鯉ドラ2薮田 デビュー戦でG倒初星

 「巨人3-10広島」(1日、東京ド)

 広島のドラフト2位・薮田和樹投手(22)=亜大=がデビュー戦を白星で飾った。自己最速タイとなる153キロの直球を軸に巨人打線を5回5安打2得点に封じた。球団の新人が巨人戦でプロ初登板初先発し、初勝利を挙げるのは4人目の快挙。度重なるけがを乗り越えつかんだ1勝。巻き返しを図る緒方鯉に頼もしい右腕が加わった。

 敵地のマウンドに、薮田が仁王立ちした。2-2の五回2死満塁。亀井を直球で二ゴロに仕留め、最大のピンチを切り抜けた。「力で押していくしかないと思って、真っすぐで勝負した。勝つことができて、ホッとしている。うれしい」と表情を崩す。
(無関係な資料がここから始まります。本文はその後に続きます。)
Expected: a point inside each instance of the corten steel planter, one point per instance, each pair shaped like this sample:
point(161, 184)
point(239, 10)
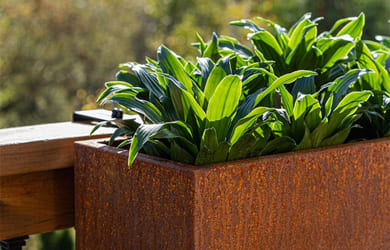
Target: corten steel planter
point(330, 198)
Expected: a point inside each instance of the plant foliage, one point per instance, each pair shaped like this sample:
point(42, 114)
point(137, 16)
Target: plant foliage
point(295, 89)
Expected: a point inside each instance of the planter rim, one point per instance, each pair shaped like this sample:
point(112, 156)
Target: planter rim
point(123, 153)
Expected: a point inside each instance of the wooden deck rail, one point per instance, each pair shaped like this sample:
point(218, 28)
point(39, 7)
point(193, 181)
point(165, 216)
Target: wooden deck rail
point(36, 177)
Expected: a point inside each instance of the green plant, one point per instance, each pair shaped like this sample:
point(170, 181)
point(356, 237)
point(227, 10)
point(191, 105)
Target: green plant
point(294, 91)
point(196, 113)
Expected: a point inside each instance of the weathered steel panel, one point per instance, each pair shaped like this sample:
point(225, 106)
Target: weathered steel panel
point(330, 198)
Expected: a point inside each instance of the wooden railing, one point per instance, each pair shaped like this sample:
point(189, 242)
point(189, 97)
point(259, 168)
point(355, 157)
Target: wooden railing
point(36, 177)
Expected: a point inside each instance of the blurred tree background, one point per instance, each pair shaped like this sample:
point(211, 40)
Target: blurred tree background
point(56, 55)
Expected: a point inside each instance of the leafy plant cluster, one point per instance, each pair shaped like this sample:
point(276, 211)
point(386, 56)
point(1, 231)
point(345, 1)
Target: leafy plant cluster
point(295, 89)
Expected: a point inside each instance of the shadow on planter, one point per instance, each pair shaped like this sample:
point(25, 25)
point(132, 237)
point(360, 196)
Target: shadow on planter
point(333, 197)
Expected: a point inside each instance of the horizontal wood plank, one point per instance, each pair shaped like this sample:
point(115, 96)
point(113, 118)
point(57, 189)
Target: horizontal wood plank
point(36, 202)
point(36, 176)
point(42, 147)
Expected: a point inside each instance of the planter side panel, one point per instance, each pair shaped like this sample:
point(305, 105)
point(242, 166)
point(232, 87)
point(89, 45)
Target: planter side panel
point(336, 198)
point(145, 207)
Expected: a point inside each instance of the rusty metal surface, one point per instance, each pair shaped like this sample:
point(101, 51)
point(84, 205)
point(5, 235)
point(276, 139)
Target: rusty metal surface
point(332, 198)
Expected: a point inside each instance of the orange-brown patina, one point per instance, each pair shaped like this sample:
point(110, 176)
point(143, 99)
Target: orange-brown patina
point(330, 198)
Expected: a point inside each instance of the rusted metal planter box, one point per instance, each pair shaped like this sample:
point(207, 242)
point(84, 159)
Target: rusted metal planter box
point(330, 198)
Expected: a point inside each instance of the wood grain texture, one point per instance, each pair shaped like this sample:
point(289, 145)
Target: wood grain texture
point(330, 198)
point(36, 177)
point(42, 147)
point(36, 202)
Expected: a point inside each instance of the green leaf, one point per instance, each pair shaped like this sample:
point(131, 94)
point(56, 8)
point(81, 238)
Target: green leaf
point(246, 123)
point(221, 154)
point(304, 85)
point(247, 24)
point(254, 99)
point(177, 153)
point(223, 104)
point(287, 100)
point(205, 66)
point(341, 86)
point(285, 79)
point(141, 136)
point(118, 88)
point(334, 49)
point(117, 132)
point(346, 108)
point(209, 139)
point(270, 48)
point(242, 148)
point(139, 106)
point(303, 104)
point(298, 33)
point(212, 49)
point(128, 77)
point(306, 140)
point(216, 75)
point(353, 28)
point(338, 138)
point(170, 64)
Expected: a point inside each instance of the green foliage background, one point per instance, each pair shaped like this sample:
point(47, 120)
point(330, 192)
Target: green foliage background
point(55, 55)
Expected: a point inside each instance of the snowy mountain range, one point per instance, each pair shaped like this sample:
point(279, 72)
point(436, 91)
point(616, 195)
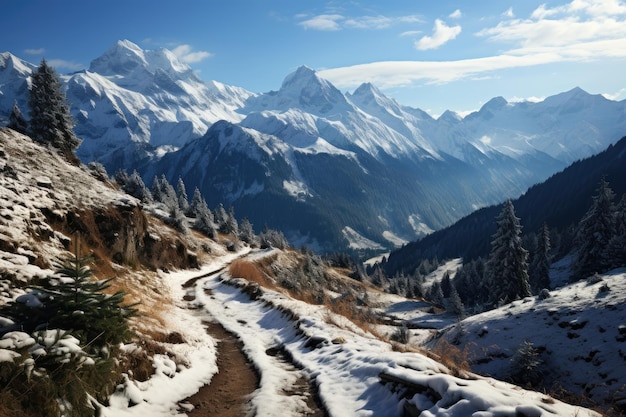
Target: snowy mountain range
point(289, 344)
point(332, 170)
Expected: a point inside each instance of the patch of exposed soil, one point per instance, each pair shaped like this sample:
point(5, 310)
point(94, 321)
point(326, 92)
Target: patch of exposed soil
point(230, 389)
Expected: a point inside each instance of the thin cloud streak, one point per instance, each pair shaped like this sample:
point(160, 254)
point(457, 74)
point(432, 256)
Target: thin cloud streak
point(585, 30)
point(324, 22)
point(334, 22)
point(185, 54)
point(442, 34)
point(390, 74)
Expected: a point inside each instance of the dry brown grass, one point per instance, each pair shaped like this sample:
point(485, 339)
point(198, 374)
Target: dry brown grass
point(455, 359)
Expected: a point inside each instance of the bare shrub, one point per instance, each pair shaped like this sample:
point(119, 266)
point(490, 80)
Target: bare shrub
point(454, 358)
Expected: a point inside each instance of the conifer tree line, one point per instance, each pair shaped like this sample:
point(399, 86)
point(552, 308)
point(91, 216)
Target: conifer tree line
point(518, 265)
point(183, 212)
point(50, 120)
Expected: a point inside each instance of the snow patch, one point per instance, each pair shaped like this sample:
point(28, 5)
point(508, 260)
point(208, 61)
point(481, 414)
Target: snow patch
point(358, 241)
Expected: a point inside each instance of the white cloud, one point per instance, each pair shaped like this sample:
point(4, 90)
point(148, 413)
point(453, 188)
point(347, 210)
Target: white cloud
point(324, 22)
point(332, 22)
point(38, 51)
point(410, 33)
point(389, 74)
point(580, 31)
point(456, 14)
point(185, 54)
point(441, 35)
point(619, 95)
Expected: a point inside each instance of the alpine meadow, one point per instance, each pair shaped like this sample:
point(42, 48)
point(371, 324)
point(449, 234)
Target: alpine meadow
point(173, 246)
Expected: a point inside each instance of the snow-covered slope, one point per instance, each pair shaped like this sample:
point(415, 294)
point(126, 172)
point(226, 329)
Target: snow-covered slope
point(578, 333)
point(330, 151)
point(343, 361)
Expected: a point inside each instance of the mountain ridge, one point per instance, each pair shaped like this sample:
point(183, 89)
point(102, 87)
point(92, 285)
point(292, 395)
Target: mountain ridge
point(144, 107)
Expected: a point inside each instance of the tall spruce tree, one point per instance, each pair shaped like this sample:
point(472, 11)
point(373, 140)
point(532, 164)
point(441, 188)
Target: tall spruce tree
point(50, 120)
point(616, 250)
point(594, 234)
point(17, 121)
point(540, 277)
point(507, 267)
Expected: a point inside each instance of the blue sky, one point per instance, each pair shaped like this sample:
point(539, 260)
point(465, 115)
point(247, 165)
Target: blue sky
point(434, 55)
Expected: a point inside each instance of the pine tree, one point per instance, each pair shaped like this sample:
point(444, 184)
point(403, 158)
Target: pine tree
point(197, 204)
point(446, 285)
point(17, 122)
point(219, 216)
point(507, 268)
point(70, 307)
point(594, 233)
point(50, 119)
point(540, 277)
point(246, 231)
point(616, 250)
point(135, 186)
point(454, 304)
point(435, 295)
point(230, 226)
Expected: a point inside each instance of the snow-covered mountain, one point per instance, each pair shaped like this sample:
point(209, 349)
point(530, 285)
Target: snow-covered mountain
point(323, 165)
point(295, 351)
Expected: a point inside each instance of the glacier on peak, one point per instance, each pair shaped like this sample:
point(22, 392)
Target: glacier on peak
point(125, 58)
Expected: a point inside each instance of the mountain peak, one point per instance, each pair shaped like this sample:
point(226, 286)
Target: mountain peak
point(366, 89)
point(303, 75)
point(126, 57)
point(8, 61)
point(304, 87)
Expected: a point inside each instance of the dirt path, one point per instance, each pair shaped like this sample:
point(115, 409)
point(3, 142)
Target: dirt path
point(228, 394)
point(229, 391)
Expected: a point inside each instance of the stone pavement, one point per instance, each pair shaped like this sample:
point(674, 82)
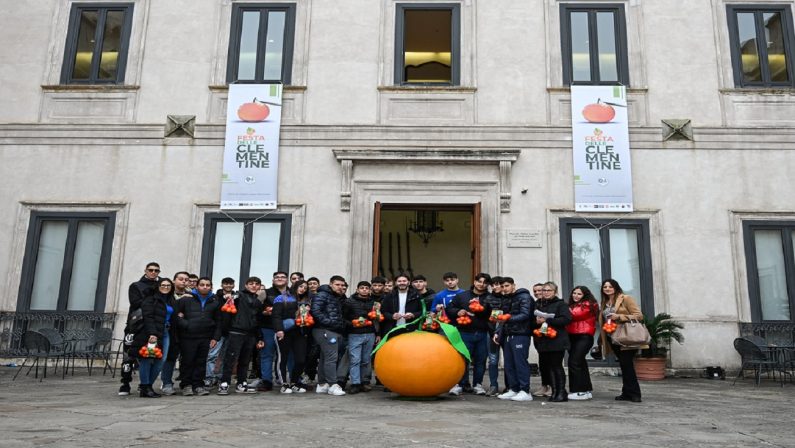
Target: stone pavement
point(83, 411)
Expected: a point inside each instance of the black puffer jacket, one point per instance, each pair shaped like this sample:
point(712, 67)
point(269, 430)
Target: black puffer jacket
point(285, 307)
point(154, 312)
point(562, 318)
point(354, 308)
point(480, 321)
point(391, 305)
point(267, 298)
point(197, 321)
point(495, 303)
point(520, 306)
point(327, 309)
point(248, 318)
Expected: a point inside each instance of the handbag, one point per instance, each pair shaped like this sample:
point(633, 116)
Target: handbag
point(632, 334)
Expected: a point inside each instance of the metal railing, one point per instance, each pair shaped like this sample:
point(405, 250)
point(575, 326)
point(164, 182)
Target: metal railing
point(75, 326)
point(774, 333)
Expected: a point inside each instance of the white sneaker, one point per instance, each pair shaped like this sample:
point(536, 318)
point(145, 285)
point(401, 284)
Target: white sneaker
point(507, 395)
point(522, 396)
point(580, 396)
point(543, 391)
point(336, 390)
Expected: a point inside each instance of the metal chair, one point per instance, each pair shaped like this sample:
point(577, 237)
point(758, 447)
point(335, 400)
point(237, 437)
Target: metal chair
point(755, 358)
point(58, 348)
point(36, 346)
point(99, 345)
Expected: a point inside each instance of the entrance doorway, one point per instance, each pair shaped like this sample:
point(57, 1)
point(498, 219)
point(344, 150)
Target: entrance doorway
point(427, 239)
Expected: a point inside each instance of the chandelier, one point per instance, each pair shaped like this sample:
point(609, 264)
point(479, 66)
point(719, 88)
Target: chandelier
point(425, 224)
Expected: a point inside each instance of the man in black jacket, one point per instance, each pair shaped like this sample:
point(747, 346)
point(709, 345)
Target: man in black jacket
point(362, 330)
point(197, 320)
point(268, 351)
point(241, 329)
point(420, 283)
point(475, 304)
point(401, 305)
point(514, 337)
point(136, 294)
point(329, 327)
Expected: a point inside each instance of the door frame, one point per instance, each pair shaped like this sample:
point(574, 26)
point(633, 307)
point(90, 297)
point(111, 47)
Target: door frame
point(475, 229)
point(365, 193)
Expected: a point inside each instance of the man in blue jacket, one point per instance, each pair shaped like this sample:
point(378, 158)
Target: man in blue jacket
point(329, 326)
point(514, 337)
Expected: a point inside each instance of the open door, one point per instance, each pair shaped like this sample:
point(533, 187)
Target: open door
point(377, 265)
point(475, 239)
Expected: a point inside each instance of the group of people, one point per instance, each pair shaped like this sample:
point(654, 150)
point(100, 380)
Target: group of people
point(309, 330)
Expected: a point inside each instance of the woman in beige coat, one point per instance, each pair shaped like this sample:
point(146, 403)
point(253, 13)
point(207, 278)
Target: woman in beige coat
point(620, 308)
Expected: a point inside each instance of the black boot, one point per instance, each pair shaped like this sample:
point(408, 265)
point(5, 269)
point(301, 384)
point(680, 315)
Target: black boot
point(559, 393)
point(148, 392)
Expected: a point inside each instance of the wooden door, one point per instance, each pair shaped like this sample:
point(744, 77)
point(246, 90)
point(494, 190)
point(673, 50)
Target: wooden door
point(475, 239)
point(376, 238)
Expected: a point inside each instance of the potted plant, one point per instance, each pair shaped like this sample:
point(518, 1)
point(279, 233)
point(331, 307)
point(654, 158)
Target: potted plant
point(650, 365)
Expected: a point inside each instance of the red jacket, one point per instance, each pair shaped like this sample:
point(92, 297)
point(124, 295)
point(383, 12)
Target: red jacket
point(583, 318)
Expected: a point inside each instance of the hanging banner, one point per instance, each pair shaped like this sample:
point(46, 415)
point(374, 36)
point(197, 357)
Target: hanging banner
point(600, 137)
point(251, 150)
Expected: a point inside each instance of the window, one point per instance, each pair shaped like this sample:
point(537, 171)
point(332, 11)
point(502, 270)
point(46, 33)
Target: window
point(770, 258)
point(594, 44)
point(67, 261)
point(97, 44)
point(242, 245)
point(261, 43)
point(761, 45)
point(427, 45)
point(595, 249)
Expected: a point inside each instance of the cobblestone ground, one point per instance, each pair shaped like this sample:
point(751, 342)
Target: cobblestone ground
point(83, 411)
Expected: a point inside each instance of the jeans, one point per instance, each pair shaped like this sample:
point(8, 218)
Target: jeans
point(543, 370)
point(478, 345)
point(214, 360)
point(167, 372)
point(494, 364)
point(329, 352)
point(149, 368)
point(266, 354)
point(292, 348)
point(343, 360)
point(579, 377)
point(238, 347)
point(626, 360)
point(515, 350)
point(360, 347)
point(194, 361)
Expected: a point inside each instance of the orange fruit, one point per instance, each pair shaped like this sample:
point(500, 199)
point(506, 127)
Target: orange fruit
point(419, 364)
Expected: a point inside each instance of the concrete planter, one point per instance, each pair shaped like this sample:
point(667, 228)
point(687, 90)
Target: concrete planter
point(650, 369)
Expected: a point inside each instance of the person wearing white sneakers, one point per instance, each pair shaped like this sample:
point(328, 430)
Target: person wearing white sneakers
point(327, 311)
point(513, 335)
point(584, 312)
point(475, 304)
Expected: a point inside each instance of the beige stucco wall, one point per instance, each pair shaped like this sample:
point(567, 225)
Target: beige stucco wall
point(692, 192)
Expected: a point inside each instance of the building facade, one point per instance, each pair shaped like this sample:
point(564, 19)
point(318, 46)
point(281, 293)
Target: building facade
point(397, 114)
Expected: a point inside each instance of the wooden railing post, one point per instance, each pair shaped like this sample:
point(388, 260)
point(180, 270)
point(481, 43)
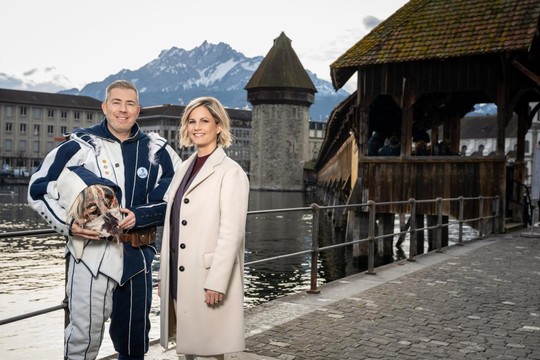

記念すべきプロ初勝利は、持ち味を存分に発揮して手にした。

 2-0の初回、長野に先頭打者本塁打を被弾した。プロ初登板で初回先頭打者弾を浴びるのは球団史上初。「広輔さん(田中)に『これですっきりしただろ』と言われて、気持ちを切り替えることができた」。2-1の三回にも失点したが、勝ち越しは許さない。2-2の五回、自らの失策などで築いた1死満塁では「これからこういう場面は何度もあると思った」。表情を変えず右腕を振った。

 初回、阿部の初球で自己最速タイの153キロをマークした。球数が増えてもスピードに衰えはない。「全力で投げることができた」。新人の初登板初先発初勝利は、巨人戦に限れば97年の黒田などに続き球団史上4人目の快挙だ。

 「感謝」の言葉を胸に上がったマウンドだ。野球人生はけがとの戦いでもある。岡山理大付3年時に右肘を疲労骨折。亜大4年春には右肩を痛めた。大学での登板は3年春のリーグ戦2試合のみだ。

 「たくさんの人に支えられて今がある」。右肘の故障で一時ミュージシャンを目指しかけた高校3年時は、亜大・生田監督から声をかけられた。「拾ってもらいました」。大学2年時に右肘を手術した後は、執刀医が毎週1度、北海道からリハビリを手伝うため足を運んでくれた。両親の励ましも力になった。プロでは5月、右肩の状態が悪化したとき佐々岡2軍投手コーチが親身になり相談に乗ってくれた。「みんなの期待に応えたかった」。マウンドでは1人ではなかった。

 「臆することなく向かっていき、勝ちに貢献してくれた」。緒方監督の言葉が、薮田へのチームの思いだ。「勝ちに貢献する投球がしていきた」と気持ちを引き締めた右腕。背番号「23」が、浮上を目指す緒方鯉の大きな力になる。